Mis à part ce fait, j’aurais personnellement, et avec un peu de recul, souhaité que ces telenovelas aient prévu dans leurs scénarios des répliques qui nous renseignent sur des références historiques ou culturelles des pays producteurs (Mexique, Brésil…), au moins on aurait appris quelque chose pour un tant soit peu combler ce « creux » dont je parlais plus haut. Je n’ai aucune intention de faire l’apologie du cinéma hollywoodien, qui est loin de refléter lui aussi une quelconque réalité africaine mais qui inonde nos écrans presqu’autant que les telenovelas. J’avouerai tout de même que ma balance pencherait vers une production cinématographique qui m’apprend avec subtilité, si je fais l’effort de lire entre les lignes de l’existence de personnalités telles que Maya Angelou (2) et Marcus Garvey (3), ou une production qui m’informe sur le contexte socio-politique du racisme anti-Noirs en Amérique ou encore sur l’impact qu’ont eu des films comme « Thelma et Louise »(4) sur la conception américaine du féminisme.

Le fait pour les chaînes de télévisions africaines d’opter pour la diffusion de feuilletons latino-américains et maintenant de plus en plus indiens (il fallait que cette précision soit faite) relève visiblement d’un manque de volonté d’investir dans un cinéma africain, pourtant plus représentatif de nos réalités et de notre mode de vie. Ce cinéma aurait une rentabilité pour plusieurs acteurs de la société. Il est donc assez plaisant de noter la présence de plus en plus importante de telenovelas nigérianes et angolaises sur la scène cinématographique, tant elles reflètent le plus possible les réalités africaines.

1- Agbalépédogan: Quartier de Lomé (Togo).

2- Maya Angelou: De son vrai nom Marguerite Johnson, est une poétesse, écrivaine, actrice et militante américaine. Figure importante du mouvement américain pour les droits civiques et figure emblématique de la vie artistique et politique aux Etats-Unis.

3- Marcus Mosiah Garvey: Est un militant noir, précurseur du panafricanisme. Il se fait le chantre de l’union des Noirs du monde entier à travers son journal The Negro World et le promoteur obstiné du retour des descendants des esclaves noirs vers l’Afrique.
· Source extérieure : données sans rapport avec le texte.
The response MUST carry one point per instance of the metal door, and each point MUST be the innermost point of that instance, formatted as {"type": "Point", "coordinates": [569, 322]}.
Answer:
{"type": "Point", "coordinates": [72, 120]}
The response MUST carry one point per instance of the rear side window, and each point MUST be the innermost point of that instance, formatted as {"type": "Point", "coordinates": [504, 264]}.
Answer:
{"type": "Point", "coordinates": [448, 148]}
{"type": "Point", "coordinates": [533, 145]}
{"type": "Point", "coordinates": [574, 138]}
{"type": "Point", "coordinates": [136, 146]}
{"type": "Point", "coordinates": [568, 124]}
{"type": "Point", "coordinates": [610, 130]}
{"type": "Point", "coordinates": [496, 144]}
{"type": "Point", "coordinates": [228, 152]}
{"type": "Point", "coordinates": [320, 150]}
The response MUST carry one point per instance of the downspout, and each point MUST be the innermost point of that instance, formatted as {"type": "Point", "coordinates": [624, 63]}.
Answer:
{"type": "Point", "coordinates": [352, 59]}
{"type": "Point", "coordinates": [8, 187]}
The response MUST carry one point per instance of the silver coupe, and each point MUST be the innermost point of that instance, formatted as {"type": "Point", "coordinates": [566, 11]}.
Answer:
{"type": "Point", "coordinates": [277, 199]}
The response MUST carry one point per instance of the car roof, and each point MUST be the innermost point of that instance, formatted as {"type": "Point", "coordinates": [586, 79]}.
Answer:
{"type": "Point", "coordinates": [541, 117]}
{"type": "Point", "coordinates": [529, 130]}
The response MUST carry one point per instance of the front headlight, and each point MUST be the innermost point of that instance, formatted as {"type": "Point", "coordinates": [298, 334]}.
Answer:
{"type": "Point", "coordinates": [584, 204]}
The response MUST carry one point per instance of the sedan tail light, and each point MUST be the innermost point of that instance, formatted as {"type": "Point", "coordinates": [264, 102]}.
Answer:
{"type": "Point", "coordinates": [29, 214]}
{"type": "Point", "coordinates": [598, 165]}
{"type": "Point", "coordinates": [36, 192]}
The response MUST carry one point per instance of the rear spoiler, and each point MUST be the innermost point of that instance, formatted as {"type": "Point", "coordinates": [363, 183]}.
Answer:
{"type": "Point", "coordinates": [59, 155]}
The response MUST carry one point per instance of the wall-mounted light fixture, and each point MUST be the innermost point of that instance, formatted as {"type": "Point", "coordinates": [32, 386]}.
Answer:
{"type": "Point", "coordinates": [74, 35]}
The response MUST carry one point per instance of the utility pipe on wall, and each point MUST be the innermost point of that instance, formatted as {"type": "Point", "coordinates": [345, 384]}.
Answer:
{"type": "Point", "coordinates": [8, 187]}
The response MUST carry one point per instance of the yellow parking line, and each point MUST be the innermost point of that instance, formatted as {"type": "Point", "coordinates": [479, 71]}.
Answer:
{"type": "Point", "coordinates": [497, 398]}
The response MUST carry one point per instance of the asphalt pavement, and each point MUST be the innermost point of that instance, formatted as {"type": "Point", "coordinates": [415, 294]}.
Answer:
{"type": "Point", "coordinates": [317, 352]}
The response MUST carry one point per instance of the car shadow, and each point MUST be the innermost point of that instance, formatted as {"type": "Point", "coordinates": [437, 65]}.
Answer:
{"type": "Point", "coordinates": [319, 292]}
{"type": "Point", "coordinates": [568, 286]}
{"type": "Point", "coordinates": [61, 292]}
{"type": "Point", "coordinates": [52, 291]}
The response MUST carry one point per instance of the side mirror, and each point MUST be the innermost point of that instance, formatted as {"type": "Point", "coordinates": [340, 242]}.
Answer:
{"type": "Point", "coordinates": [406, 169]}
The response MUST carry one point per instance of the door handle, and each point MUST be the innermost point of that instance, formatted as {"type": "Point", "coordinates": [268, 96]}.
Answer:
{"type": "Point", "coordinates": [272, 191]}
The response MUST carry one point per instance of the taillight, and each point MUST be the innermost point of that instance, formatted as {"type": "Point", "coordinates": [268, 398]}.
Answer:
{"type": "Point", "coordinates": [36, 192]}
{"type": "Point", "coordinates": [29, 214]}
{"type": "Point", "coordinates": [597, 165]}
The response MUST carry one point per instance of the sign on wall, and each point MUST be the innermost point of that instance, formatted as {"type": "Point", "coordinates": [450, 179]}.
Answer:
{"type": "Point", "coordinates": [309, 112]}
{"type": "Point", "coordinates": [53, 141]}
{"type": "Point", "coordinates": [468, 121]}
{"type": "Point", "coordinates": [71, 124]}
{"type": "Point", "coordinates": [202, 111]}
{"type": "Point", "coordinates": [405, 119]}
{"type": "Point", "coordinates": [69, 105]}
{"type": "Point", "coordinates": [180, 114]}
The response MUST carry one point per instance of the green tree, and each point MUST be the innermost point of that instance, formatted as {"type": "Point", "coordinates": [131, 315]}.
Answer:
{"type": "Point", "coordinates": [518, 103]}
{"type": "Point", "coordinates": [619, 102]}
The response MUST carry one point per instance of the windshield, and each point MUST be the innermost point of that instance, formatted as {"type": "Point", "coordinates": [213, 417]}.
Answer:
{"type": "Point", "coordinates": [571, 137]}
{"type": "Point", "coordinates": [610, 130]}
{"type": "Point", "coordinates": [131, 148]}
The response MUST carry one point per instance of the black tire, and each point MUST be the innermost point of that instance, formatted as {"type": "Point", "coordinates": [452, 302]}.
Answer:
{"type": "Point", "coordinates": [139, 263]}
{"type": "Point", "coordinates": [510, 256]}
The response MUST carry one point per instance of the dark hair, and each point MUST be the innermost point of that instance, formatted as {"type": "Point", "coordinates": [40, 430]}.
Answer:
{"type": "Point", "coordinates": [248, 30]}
4- Telma et Louise: Est un film américain qui raconte l’histoire de deux femmes dont l’excursion d’un week-end se transforme en cavale à travers les Etats-Unis. Il est aujourd’hui considéré comme un classique, a influencé d’autres films et œuvres artistiques, et est devenu un film culte du féminisme.

2 Commentaires

  1. j’adore ce que vous dites la. c’est exactement le meme ca a Madagascar. et actuellement, ils diffusent aussi ces séries philipiennes et ces « dramas » coreens.et c’est devenu un vrai « must » comme vous dites. malheureusement c’est plus attrayant qu’educatif…c’est bourratif pour le cerveau.

    1. Merci Tiasy, j’ai oublié de citer les séries philipiennes qui ont en ce moment le vent en poupe en Afrique le l’ouest également. Je suis tellement ravie que vous compreniez mon point de vue sur cette question, il nous faut absolument une production cinématographique qui représente beaucoup plus nos réalités.